Article 181 of the Income Tax Law ("ITL") establishes the requirements that must be met in order to consider that taxpayers are performing maquila operations eligible for the transfer pricing safe harbor. Among these requirements, the ITL states that the maquiladora's entire productive activity must derive exclusively from maquila transactions, without providing further detail.

Rule I.3.19.1 of the General Administrative Guidelines for 2014 (the "Rule"), initially provided ambiguous guidelines which caused significant confusion regarding the activities that would be deemed compliant maquila activities. To avoid this confusion, on July 4, 2014 the Second Amendments to such Rulings were published, establishing a list of the activities which would be construed as active maquila activities, thus clarifying such safe harbor maquila concept.

The list of eligible activities deemed maquila related productive activities are:

a) Personnel services, provided by the maquiladora to its related entities.
b) Leasing of movable and real property;
c) Selling waste & shrinkage of material used in its productive activities;
d) Sale of movable assets (excluding inventory and finished products) and real property;
e) Interests; and
f) Other income related to its productive activity, provided these are different from the ones obtained from the sale and distribution of finished products for its further resale.

The foregoing activities are subject to the following requirements:

1. That the amount of income for performing personnel services; leasing movable and real property; selling waste; interests received and other income related to its productive activity, cannot jointly exceed 10% of the total amount of income received for the maquila operations.

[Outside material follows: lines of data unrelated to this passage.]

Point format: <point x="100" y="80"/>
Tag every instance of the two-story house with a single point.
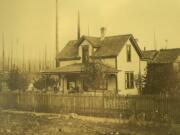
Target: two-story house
<point x="121" y="58"/>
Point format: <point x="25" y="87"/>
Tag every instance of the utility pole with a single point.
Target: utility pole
<point x="155" y="42"/>
<point x="3" y="54"/>
<point x="12" y="55"/>
<point x="23" y="59"/>
<point x="57" y="42"/>
<point x="78" y="26"/>
<point x="166" y="41"/>
<point x="45" y="57"/>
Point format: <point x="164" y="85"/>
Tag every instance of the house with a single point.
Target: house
<point x="121" y="57"/>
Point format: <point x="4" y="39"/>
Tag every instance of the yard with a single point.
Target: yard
<point x="27" y="123"/>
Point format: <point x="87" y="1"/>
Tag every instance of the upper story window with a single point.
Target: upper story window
<point x="128" y="53"/>
<point x="129" y="80"/>
<point x="85" y="54"/>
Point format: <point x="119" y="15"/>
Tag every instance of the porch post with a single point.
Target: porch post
<point x="116" y="83"/>
<point x="64" y="84"/>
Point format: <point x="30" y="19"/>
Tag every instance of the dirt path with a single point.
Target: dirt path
<point x="26" y="123"/>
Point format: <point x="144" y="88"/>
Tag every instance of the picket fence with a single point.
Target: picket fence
<point x="107" y="106"/>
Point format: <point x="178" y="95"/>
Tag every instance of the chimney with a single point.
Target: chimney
<point x="103" y="32"/>
<point x="144" y="48"/>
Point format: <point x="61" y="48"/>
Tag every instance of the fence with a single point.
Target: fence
<point x="108" y="106"/>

2. That accounting records that correspond to maquila operations must be segregated from the rest of the transactions related with such operations, and the companies that enter into such transactions must be clearly identified.

3. That the aforementioned income must be at arm's length and a transfer pricing study evidencing such arm's length pricing must be produced pursuant to the Income Tax Law.

4. The informative return of manufacturing and maquiladoras entities, as well as companies performing export services (DIEMSE), contains the corresponding information to this type of income, identifiable by each type of income.

Regarding income for the sale of movable and real property, the Maquiladora entity will submit a writ detailing the business reason that gave rise to such transaction and identifying the amount and percentage that this transaction represents from the total of income received for maquila operations, among other requirements.

If income from the lease of movable and real property is obtained from non-related parties, the maquiladora entity shall have a maximum term of three years to conclude this transaction. Such term shall be computed since the date of lease established in the agreement and may not be extended beyond three years, except in the case of "Force Majeure and Acts of God". This term is not applicable to the maquiladora entity that entered into lease agreements before January 1st, 2014 in which a longer term is established therein. In any case, the term of these agreements may not be extended.

The maquiladora entities cannot benefit from the safe harbor options set forth in Article 182 of the FITL (i.e. 6.9% of assets, 6.5% of expenses or APA), nor the benefit of the 100% deduction for fringe benefit payments which are considered an exempt item of income, set forth in the First Article of the Decree published on December 26, 2013, to the income related to maquila transactions listed hereinafter.